While avoiding my feelings with addictions seemed to work for the moment, the long-term result was that I felt alone and abandoned inside. As a result of abandoning myself, I became invisible to myself, which inevitably resulted in being invisible to others.
2. Not advocating for yourself
With my children, I was like a mother lioness, always speaking up for them when I felt they were being treated unjustly by others — including teachers. But I rarely spoke up for myself. I told myself that I could take it and that I didn't want to rock the boat and start a conflict.
Not advocating for myself meant that others didn't need to treat me with caring and respect.
Do you silently endure others’ judgmental, discounting or disrespectful behavior toward you? We train others how to treat us, and by silently allowing yourself to be treated badly, you train others not to treat you with care and respect.
3. Accepting one-way relationships
I used to listen to others talk about themselves for hours, hoping they would ask me about myself — which rarely happened. Of course others loved to be with me because of how well I listened to them, but because I was ignoring myself, they also ignored me.
If you accept one-way relationships, then again, you're training people to ignore you.

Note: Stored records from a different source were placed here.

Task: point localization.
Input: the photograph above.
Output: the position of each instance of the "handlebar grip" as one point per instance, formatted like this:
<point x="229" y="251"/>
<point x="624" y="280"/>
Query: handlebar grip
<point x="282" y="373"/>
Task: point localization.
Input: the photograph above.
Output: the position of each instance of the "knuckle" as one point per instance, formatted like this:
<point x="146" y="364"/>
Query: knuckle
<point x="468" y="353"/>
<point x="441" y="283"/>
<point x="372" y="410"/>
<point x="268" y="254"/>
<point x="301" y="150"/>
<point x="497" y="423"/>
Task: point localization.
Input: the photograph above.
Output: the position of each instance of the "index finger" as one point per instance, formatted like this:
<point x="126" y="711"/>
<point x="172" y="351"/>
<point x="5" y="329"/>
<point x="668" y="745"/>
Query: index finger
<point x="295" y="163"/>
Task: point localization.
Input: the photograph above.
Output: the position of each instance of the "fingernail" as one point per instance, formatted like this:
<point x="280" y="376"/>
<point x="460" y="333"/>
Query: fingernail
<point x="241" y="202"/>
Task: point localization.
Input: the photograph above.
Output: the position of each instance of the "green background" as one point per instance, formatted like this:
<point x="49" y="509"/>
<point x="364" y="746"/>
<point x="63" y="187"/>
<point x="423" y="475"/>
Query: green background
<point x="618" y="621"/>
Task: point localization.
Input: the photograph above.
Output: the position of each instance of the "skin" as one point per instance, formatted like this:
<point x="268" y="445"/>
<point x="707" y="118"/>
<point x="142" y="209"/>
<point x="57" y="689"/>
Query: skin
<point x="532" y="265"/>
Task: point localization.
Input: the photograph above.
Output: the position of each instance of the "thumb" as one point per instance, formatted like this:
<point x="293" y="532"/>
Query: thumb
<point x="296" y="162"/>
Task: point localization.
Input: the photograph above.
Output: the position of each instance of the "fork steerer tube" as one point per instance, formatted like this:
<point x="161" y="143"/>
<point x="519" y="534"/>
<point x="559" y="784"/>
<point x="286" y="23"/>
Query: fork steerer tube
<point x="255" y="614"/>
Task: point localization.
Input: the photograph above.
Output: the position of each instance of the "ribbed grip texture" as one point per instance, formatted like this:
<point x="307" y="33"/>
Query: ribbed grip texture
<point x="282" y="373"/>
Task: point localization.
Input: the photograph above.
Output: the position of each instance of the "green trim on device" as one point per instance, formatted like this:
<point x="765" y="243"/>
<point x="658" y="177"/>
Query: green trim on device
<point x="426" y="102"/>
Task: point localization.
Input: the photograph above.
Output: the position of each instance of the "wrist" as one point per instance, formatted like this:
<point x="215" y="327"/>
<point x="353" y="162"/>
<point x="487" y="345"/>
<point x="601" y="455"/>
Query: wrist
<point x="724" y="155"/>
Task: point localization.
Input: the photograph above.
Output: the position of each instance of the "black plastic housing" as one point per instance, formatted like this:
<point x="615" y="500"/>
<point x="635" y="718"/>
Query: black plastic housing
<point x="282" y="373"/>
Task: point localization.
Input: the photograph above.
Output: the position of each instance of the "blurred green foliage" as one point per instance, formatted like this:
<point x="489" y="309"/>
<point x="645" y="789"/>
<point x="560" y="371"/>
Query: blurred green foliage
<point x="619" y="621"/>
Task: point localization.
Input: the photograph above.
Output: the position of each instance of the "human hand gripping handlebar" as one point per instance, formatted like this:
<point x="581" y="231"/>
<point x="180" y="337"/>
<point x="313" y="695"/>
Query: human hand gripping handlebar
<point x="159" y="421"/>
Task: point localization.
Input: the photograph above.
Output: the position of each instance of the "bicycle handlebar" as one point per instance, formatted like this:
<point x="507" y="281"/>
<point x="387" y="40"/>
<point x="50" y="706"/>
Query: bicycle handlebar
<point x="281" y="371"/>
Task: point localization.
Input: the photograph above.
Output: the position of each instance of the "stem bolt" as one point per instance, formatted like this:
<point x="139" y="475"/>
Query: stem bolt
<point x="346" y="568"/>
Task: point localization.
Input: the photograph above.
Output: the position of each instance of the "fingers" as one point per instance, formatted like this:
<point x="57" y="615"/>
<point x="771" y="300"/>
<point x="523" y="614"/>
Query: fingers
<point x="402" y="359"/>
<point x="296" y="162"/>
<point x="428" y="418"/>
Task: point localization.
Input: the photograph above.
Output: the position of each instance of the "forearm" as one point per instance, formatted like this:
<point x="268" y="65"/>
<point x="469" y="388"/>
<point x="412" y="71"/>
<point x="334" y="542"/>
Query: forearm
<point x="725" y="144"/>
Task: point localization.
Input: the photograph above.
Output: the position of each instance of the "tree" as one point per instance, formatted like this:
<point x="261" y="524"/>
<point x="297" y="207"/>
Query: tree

I was brought up to be a caretaker — to take care of others' feelings while ignoring my own. I tried constantly to please others in the hopes that they would care about me. But, of course, this never happened, because they were treating me the way I was treating myself.
Are you focused on being nice to others rather than loving to yourself? Do you believe that if you give yourself up — putting yourself aside for others — they will see you as a good person and care about you? Has this worked out well for you?
There's nothing wrong with being a nice person, of course — except when your niceness has an agenda attached. If you're trying to gain others' approval by being nice, then your niceness is a form of control, and will likely backfire. Most people don't like to be controlled and they can easily pick up the energy of a controlling agenda. The result might be that they withdraw and ignore you — the exact opposite of what you want.
When I stopped treating myself as if I were invisible, others' stopped treating me that way. When I learned to love myself, others become far more loving with me.
If you sometimes feel invisible to others, I encourage you to learn to love yourself and see what happens with others!